Semaphorins and the dynamic regulation of synapse assembly, refinement, and function

Abstract

Semaphorins are phylogenetically conserved proteins expressed in most organ systems, including the nervous system. Following their description as axon guidance cues, semaphorins have been implicated in multiple aspects of nervous system development. Semaphorins are key regulators of neural circuit assembly, neuronal morphogenesis, assembly of excitatory and inhibitory synapses, and synaptic refinement. Semaphorins contribute to the balance between excitatory and inhibitory synaptic transmission, and electrical activity can modulate semaphorin signaling in neurons. This interplay between guidance cue signaling and electrical activity has the potential to sculpt the wiring of neural circuits and to modulate their function.
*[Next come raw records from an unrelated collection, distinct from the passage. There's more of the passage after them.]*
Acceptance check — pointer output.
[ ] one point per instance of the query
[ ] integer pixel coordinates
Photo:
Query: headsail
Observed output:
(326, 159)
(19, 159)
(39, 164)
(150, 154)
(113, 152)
Figure 1. Semaphorins directly affect synapse formation, altering the balance between excitation and inhibition

(a) Semaphorins and excitatory synaptogenesis. (I) Sema3F inhibits excitatory synapse formation by constraining the density of dendritic spines along apical dendrites of deep layer cortical pyramidal neurons. (II) Sema4B promotes the assembly of glutamatergic synapses in cultured hippocampal neurons. The Sema4B cytoplasmic domain includes a PDZ-binding motif that can associate with PSD-95, possibly mediating assembly of postsynaptic specializations (though this has yet to be demonstrated). (b) Semaphorins and the assembly of inhibitory synapses. (I) Sema4D promotes GABAergic inhibitory synaptogenesis in hippocampal neurons in vitro and in vivo. Sema4D is required in postsynaptic neurons, where it is mainly localized to synapses, both in vitro and in vivo. However, plexin-B1 could act in cis (in the postsynaptic neuron) or in trans (in the presynaptic terminal) to mediate the assembly of inhibitory synapses. Posttranslational proteolytic Sema4D processing occurs in vitro and in vivo but apparently is not required for Sema4D regulation of GABAergic synapse assembly. (II) Sema4B promotes the assembly of inhibitory synapses by affecting postsynaptic specializations.

Figure 2. Electrical activity and chemotropism in synapse refinement in vivo

(a) In Drosophila embryos and larvae, electrical activity in motor neurons renders them more sensitive to the muscle-derived chemorepellent Sema-2a, causing exuberant motor neuron terminals to withdraw and preventing aberrant synapse formation at the Drosophila neuromuscular junction. (b) Null mutations in Sema-2a or (c) ion channels, allow motor neurons to establish ectopic synaptic contacts on somatic muscles that mature into functional synapses. (d) Electrical activity in motor neurons synergizes with the response to Sema2a, mediated by the plexin B receptor (expressed in motor neurons), and regulates formation of neuromuscular junctions. A partial loss of presynaptic activity accompanied by a partial loss of chemorepulsion leads to the formation of ectopic synaptic contacts on muscles. Therefore, electrical activity interacts with Sema-2a–Plexin-B chemorepulsive signaling to increase motor neuron responses to Sema-2a.